Scottish Legal Complaints Commission

2nd December 2009

Originally reported on Scottish Legal News.

The Scottish Legal Complaints Commission (SLCC) has issued its first guidance to the professional bodies to ensure legal firms tell their clients about the commission at the earliest opportunity and also notified them of a change to the SLCC rules.

The guidance states that practitioners should ensure that clients, or others, who may wish to express dissatisfaction with a practitioner or firm, should be advised of the SLCC as the appropriate gateway for complaints at an appropriate time.

The SLCC has also asked the Law Society of Scotland, Faculty of Advocates and Association of Commercial Attorneys to issue the guidance to their members so every practitioner member of each of the professional bodies has one point of reference for all professional guidance.

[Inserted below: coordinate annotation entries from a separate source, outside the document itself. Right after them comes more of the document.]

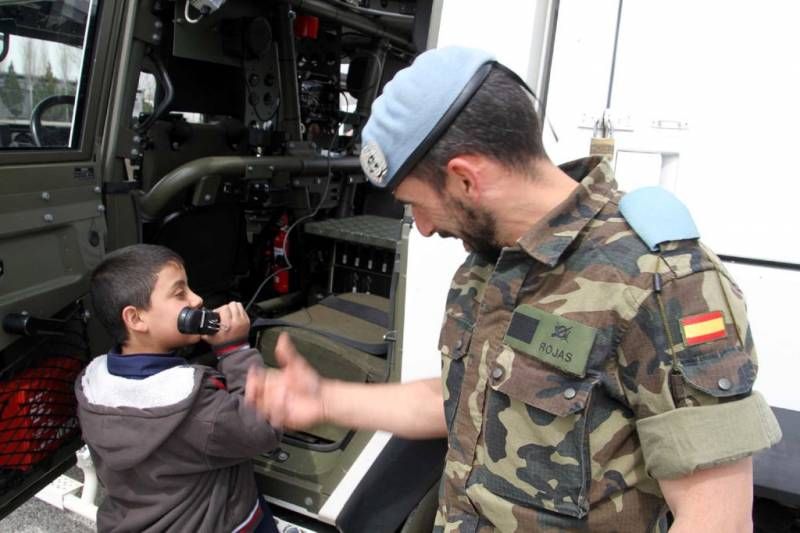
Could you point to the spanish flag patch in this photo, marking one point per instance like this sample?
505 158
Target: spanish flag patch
706 327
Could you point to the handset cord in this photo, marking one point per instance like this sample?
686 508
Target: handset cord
289 265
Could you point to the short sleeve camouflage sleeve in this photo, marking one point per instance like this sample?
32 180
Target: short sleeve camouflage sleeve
687 364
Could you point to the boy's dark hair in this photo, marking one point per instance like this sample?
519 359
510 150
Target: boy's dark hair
498 122
127 277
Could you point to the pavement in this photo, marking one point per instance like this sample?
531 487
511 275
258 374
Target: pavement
36 516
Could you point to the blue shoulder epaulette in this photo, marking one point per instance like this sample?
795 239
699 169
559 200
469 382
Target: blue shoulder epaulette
657 216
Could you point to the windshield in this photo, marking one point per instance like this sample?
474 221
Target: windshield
45 48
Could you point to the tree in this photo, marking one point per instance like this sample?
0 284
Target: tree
68 62
12 94
45 86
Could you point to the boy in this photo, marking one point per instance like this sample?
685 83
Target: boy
171 441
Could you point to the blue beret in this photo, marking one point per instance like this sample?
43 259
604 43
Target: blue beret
416 107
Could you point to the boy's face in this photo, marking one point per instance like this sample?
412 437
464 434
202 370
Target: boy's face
171 293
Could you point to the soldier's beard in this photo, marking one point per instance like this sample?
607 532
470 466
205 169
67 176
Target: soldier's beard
478 230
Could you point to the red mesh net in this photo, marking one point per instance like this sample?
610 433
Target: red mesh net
38 412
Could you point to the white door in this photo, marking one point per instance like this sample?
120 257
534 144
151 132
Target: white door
703 99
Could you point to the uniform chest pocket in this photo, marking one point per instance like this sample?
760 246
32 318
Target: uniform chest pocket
536 432
454 344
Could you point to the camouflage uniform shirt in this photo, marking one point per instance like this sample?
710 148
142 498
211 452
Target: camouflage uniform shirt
582 366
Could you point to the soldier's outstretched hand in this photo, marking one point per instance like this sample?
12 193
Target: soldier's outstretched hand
290 397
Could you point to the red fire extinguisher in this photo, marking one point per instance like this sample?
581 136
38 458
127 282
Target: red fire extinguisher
280 251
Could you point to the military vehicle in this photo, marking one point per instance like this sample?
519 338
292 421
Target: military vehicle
229 132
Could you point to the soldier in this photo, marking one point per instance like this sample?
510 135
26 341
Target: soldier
597 364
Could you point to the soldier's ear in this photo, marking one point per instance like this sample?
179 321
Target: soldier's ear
463 177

SLCC chair, Jane Irvine, said: "The SLCC has the power to issue guidance on complaints handling and we wanted to ensure firms and advocates informed their clients where to take their complaint if it cannot be resolved.

"The guidance should ensure clients are best served and allow practitioners to make use of the SLCC complaint system, where appropriate, rather than taking up practitioner time where a dispute is not resolved at source.

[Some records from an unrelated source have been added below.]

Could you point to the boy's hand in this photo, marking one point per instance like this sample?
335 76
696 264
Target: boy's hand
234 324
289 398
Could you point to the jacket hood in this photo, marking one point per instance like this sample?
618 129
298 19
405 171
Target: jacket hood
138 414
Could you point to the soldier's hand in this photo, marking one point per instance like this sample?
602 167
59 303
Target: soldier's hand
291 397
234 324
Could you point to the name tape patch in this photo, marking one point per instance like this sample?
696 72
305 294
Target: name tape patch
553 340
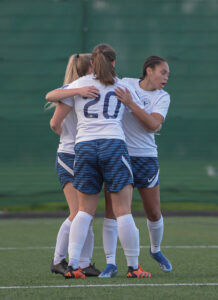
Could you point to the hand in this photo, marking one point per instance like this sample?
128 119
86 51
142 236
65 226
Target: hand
89 92
124 96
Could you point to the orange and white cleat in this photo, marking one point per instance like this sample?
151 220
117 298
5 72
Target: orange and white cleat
137 273
71 273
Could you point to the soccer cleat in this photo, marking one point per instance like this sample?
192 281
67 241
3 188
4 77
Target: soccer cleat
109 272
71 273
91 271
164 263
137 273
59 268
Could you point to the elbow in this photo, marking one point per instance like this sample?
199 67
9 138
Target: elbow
47 97
154 127
53 125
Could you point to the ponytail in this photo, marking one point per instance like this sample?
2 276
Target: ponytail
102 57
151 62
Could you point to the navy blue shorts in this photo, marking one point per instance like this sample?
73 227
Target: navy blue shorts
64 167
145 171
102 160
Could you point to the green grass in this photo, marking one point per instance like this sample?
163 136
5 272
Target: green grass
33 186
30 267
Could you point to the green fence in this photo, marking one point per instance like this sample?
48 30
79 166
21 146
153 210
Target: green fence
37 37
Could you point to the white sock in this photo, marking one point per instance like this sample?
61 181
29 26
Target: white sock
78 233
110 234
62 242
87 250
155 230
129 239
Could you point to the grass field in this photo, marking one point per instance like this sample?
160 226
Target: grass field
184 185
191 243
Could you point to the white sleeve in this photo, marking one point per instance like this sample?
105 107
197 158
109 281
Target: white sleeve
161 106
135 97
69 101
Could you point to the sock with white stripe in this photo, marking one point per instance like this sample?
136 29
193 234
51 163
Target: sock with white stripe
62 242
129 239
87 250
78 233
155 230
110 234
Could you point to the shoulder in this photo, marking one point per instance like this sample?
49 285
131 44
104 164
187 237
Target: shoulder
131 81
162 94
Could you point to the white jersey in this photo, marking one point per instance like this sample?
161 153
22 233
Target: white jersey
68 134
139 141
98 118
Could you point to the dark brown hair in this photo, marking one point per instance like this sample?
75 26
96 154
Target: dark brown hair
151 62
102 57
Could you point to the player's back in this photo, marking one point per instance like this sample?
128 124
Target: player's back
99 117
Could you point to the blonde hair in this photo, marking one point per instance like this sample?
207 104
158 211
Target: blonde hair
78 65
102 57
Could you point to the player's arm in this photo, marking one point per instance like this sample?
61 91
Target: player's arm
151 122
60 94
59 115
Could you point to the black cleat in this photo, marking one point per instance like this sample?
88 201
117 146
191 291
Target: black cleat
59 268
91 271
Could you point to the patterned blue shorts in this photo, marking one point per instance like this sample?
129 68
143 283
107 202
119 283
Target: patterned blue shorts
145 171
64 167
102 160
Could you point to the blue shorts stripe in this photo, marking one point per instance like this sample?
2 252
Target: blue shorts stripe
64 167
99 161
145 171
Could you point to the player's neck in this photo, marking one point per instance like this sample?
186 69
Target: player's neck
146 85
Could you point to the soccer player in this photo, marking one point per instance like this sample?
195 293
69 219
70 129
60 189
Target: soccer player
101 155
78 65
139 126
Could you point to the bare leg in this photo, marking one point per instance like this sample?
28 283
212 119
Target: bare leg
151 202
80 225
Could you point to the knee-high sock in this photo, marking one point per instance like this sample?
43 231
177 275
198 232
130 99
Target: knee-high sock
78 233
155 230
129 239
87 250
62 242
110 234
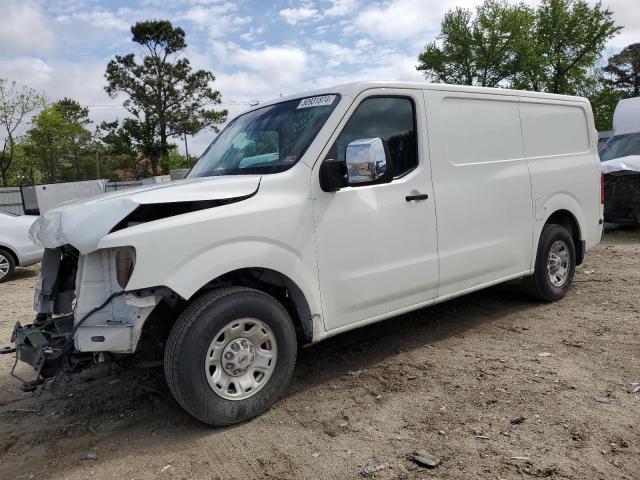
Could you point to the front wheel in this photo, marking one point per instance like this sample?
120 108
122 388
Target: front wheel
230 355
7 265
555 264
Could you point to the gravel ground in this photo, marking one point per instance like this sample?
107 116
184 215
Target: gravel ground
493 384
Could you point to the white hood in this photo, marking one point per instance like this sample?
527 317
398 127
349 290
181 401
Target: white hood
83 222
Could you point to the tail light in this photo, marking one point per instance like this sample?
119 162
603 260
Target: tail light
125 260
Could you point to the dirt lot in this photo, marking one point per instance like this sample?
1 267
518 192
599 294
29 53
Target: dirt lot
447 379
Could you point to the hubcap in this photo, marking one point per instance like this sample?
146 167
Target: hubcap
558 263
4 266
241 358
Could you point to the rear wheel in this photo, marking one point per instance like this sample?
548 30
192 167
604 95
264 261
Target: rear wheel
7 265
230 355
555 264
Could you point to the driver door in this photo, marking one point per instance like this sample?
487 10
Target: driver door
377 247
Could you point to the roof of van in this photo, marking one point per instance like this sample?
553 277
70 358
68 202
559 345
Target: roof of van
626 116
355 88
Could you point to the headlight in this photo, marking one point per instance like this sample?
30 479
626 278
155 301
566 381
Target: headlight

"We are suggesting practitioners should tell clients about the SLCC at appropriate times.

"This may be when they issue a letter of engagement or as a complaint arises or at the point an internal complaint system concludes without resolution but it is for the practitioners to determine the appropriate time."

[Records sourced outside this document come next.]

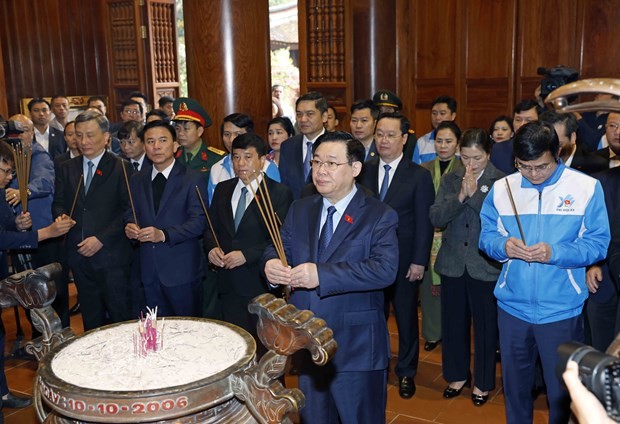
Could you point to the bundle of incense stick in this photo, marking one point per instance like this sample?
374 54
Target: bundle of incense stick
133 210
272 222
204 208
23 156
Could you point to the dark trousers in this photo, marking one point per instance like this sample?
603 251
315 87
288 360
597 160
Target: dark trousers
404 297
183 300
463 299
521 342
600 322
342 397
104 294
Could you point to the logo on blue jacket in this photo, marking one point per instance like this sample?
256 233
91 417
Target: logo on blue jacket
566 203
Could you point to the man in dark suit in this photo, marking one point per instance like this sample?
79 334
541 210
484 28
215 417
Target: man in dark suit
241 231
296 152
92 190
571 152
612 133
52 139
364 116
342 249
13 235
170 220
408 189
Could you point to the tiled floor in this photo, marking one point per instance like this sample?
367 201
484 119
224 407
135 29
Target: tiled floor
427 406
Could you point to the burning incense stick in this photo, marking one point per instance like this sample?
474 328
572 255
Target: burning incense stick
514 209
77 193
22 158
133 210
204 208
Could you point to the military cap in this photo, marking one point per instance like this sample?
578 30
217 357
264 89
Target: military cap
387 98
186 109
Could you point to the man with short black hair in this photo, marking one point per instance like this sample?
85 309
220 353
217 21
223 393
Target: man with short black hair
92 190
545 223
170 221
364 116
166 104
60 109
241 231
51 139
296 152
342 249
443 108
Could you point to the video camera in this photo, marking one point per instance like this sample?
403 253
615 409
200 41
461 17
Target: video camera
555 77
9 128
599 372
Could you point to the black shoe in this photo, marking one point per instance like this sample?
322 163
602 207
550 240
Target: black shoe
15 402
406 387
479 400
428 346
449 392
75 309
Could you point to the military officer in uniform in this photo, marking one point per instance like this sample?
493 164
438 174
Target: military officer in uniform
190 120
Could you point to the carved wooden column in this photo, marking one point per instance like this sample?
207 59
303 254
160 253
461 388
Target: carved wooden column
374 46
228 60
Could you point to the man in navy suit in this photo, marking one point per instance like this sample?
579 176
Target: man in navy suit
170 220
408 189
241 231
13 235
342 249
91 189
296 152
52 139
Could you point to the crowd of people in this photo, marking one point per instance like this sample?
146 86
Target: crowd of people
506 230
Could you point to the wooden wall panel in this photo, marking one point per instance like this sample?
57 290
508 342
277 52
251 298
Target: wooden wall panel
489 61
437 62
601 39
59 48
547 37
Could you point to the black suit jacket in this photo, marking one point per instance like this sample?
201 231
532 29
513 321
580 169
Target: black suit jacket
410 194
587 162
98 213
252 236
292 165
57 145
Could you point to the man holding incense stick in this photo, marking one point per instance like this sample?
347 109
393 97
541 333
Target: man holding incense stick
542 288
167 219
241 210
342 249
91 189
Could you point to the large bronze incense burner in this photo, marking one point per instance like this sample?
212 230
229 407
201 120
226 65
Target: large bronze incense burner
243 391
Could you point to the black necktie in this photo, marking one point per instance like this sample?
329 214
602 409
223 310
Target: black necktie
326 232
159 183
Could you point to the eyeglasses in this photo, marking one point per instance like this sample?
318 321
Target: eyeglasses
537 168
9 171
329 165
129 141
381 136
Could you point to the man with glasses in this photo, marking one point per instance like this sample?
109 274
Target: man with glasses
546 223
612 134
408 189
132 145
343 251
296 152
190 120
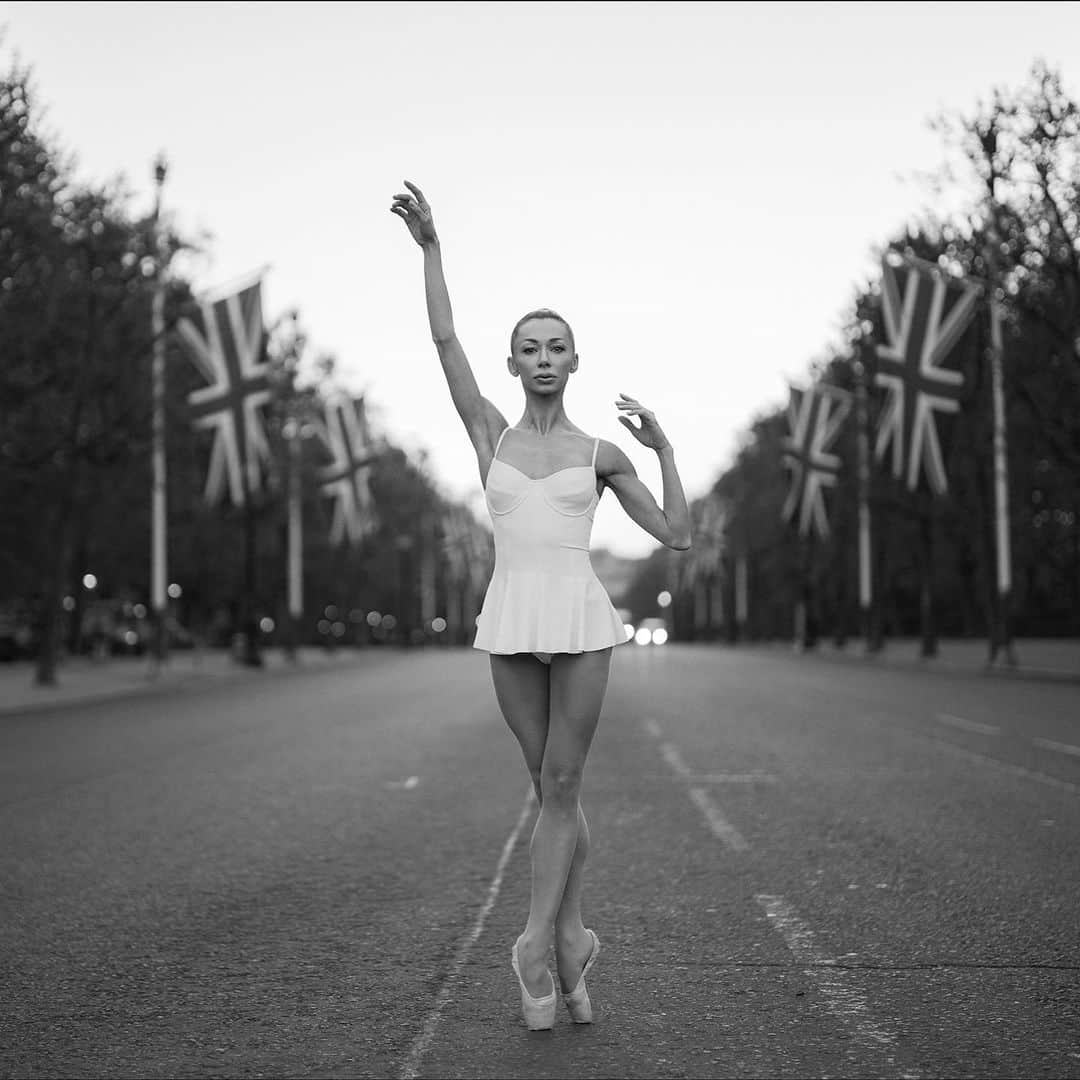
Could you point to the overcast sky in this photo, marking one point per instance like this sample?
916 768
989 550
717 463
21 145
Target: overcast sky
698 188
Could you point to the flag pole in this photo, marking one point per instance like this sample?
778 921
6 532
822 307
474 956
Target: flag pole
865 551
159 597
1000 637
295 534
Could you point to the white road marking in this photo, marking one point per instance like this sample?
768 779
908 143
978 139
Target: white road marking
846 1002
670 753
412 1067
959 721
1016 770
737 778
721 828
1061 747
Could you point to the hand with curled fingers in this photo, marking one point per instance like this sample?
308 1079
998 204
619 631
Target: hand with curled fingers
649 433
414 210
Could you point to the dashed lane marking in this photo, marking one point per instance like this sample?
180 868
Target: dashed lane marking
1061 747
963 725
842 1000
410 1069
1016 770
670 753
720 827
737 778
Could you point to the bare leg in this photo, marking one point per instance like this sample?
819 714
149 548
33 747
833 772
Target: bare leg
525 694
576 696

She added: "We recognise the SLCC is a second tier complaint system and practitioners must have the opportunity to resolve complaints in the first instance - and we hope they continue to do this - we will however, monitor how well practitioners are adhering to the guidance."

The SLCC rules have been updated to reflect its experience of complaint handling over the last year and the amendments will enable it to be more flexible in its approach.

In particular, under the old rules, it was mandatory that a complaint be dealt with by a practitioner before the SLCC would investigate it.

Ms Irvine said: "This has changed to allow us, in exceptional circumstances, to accept some complaints directly without the need for the practitioner to have first looked at them; for example, where a serious allegation of misconduct is made.

"We feel this is a very important change for both consumers and practitioners as it recognises that there may be exceptional situations where further dialogue between them is not desirable."

Renfrewshire Law Centre already advises clients of the oppotunity of making complaints to this body at the outset of their instructing us.